Now you would have a larger number of midmajors involved, which would add to the uncertainty of an already uncertain event. But that would also cheapen the worth of the regular season, endanger the top teams, who would sit by idly while the lower teams got a game under their belt, and, most important, reward teams who deserved no reward.

Oklahoma State would be one case in point. The Cowboys opened the season 15-1 and reached No. 9 in the polls, but then went dysfunctional and lost eight of the last 10. OSU did play well at the Big 12 tournament and finished 21-12 with an RPI of 50, which would surely get it into our field of 96. But the belief here is no team should be rewarded for truly playing only a half-season.

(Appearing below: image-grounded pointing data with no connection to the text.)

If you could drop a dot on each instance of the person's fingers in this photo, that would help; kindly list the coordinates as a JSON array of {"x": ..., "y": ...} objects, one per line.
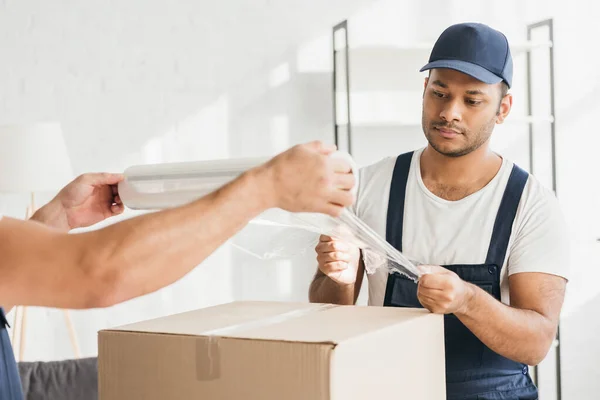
[
  {"x": 321, "y": 147},
  {"x": 102, "y": 178},
  {"x": 331, "y": 245},
  {"x": 340, "y": 165},
  {"x": 333, "y": 267},
  {"x": 333, "y": 210},
  {"x": 325, "y": 238},
  {"x": 334, "y": 257},
  {"x": 434, "y": 281}
]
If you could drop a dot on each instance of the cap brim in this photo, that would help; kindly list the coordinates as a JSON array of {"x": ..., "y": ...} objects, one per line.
[{"x": 468, "y": 68}]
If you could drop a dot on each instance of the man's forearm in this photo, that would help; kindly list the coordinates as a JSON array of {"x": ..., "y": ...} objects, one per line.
[
  {"x": 521, "y": 335},
  {"x": 325, "y": 290},
  {"x": 123, "y": 260}
]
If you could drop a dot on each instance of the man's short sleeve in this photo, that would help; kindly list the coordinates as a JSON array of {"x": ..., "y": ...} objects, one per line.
[{"x": 541, "y": 241}]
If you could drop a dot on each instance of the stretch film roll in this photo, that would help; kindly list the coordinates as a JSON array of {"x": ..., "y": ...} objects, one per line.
[{"x": 160, "y": 186}]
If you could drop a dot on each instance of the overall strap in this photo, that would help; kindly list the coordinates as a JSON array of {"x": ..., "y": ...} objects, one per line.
[
  {"x": 395, "y": 212},
  {"x": 506, "y": 216}
]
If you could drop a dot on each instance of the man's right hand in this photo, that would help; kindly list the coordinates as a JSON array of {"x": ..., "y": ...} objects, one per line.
[
  {"x": 306, "y": 179},
  {"x": 338, "y": 260}
]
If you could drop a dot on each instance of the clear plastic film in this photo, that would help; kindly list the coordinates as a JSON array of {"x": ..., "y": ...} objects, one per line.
[{"x": 276, "y": 234}]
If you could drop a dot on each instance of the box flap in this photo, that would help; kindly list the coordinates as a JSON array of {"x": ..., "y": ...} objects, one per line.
[{"x": 298, "y": 322}]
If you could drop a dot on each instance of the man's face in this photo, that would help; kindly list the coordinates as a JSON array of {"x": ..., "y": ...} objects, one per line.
[{"x": 459, "y": 112}]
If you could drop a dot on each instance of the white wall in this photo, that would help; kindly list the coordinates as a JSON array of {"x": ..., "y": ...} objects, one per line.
[{"x": 150, "y": 81}]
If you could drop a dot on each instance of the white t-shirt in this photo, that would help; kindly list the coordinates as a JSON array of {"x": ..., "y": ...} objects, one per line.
[{"x": 442, "y": 232}]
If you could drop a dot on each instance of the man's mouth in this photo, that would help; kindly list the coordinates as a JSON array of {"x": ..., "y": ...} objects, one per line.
[{"x": 447, "y": 133}]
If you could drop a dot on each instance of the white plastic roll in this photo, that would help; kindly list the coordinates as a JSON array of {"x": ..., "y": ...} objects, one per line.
[{"x": 160, "y": 186}]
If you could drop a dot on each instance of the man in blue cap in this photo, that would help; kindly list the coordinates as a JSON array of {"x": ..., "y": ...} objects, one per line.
[{"x": 494, "y": 240}]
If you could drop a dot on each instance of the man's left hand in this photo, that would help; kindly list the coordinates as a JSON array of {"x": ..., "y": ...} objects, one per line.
[
  {"x": 441, "y": 291},
  {"x": 89, "y": 199}
]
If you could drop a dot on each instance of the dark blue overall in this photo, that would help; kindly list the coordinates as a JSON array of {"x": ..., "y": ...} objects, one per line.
[
  {"x": 10, "y": 383},
  {"x": 473, "y": 371}
]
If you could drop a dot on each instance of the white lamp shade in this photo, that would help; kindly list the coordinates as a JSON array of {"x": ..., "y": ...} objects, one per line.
[{"x": 33, "y": 158}]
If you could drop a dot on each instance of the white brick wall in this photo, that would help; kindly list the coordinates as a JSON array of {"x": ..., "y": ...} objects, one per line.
[{"x": 141, "y": 81}]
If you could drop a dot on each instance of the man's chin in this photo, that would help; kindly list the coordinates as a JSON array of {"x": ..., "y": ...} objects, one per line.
[{"x": 449, "y": 149}]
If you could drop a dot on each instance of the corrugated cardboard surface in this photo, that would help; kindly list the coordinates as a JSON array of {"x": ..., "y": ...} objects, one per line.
[{"x": 262, "y": 350}]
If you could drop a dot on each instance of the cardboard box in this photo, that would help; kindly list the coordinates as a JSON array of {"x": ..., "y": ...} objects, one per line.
[{"x": 275, "y": 351}]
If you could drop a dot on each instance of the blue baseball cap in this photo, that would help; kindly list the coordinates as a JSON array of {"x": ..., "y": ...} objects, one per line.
[{"x": 473, "y": 49}]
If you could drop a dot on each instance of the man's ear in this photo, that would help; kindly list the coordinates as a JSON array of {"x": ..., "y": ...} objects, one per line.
[{"x": 504, "y": 109}]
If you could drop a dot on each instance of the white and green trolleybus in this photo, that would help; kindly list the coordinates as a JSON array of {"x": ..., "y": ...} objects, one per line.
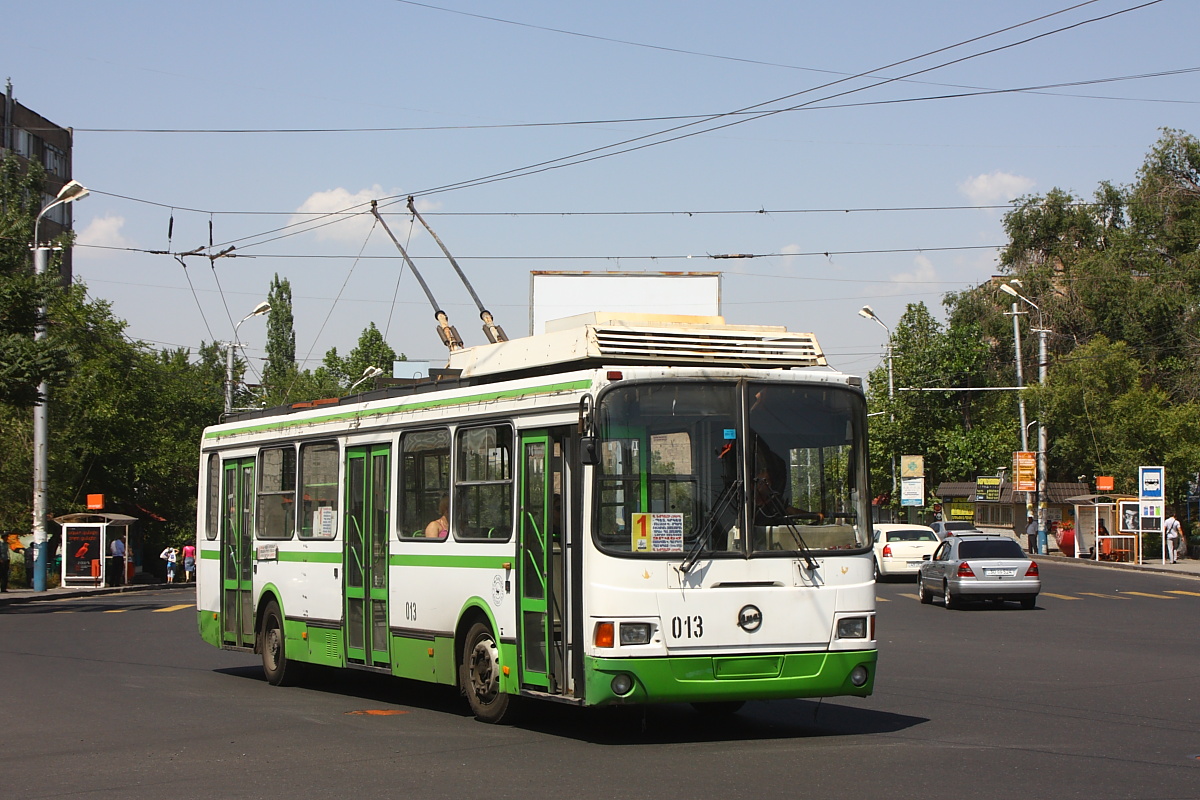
[{"x": 640, "y": 510}]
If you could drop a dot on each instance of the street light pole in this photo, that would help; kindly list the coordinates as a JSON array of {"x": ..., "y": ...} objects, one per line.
[
  {"x": 70, "y": 192},
  {"x": 1020, "y": 402},
  {"x": 261, "y": 308},
  {"x": 867, "y": 312},
  {"x": 1043, "y": 482}
]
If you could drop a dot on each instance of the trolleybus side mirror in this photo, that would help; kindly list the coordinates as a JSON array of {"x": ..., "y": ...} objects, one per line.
[{"x": 589, "y": 451}]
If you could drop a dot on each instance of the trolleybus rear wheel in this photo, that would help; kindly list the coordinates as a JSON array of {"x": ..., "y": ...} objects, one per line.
[
  {"x": 479, "y": 677},
  {"x": 276, "y": 666}
]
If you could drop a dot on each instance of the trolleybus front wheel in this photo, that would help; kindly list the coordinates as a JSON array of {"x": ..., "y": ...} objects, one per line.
[
  {"x": 479, "y": 677},
  {"x": 279, "y": 671}
]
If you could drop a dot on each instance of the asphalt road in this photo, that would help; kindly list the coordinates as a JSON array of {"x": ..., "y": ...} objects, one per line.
[{"x": 1092, "y": 695}]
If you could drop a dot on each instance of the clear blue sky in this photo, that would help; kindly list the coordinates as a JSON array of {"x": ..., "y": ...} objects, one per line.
[{"x": 474, "y": 89}]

Or for beating up on mediocre teams, which is what Michigan did this season. The Wolverines would be in our field of 96 with their 21-12 record and RPI of 54. But they would be there after blowing every chance they had for a signature win, which is what they did against UCLA, Georgetown, Wisconsin and Ohio State (twice). That performance, like Oklahoma State’s, deserves no reward.

But Drexel’s does, as do Kansas State’s and Air Force’s and Bradley’s and Missouri State’s and West Virginia’s.

So the way is clear. Heed Emerson. Abandon tradition. Give hope. Expand now.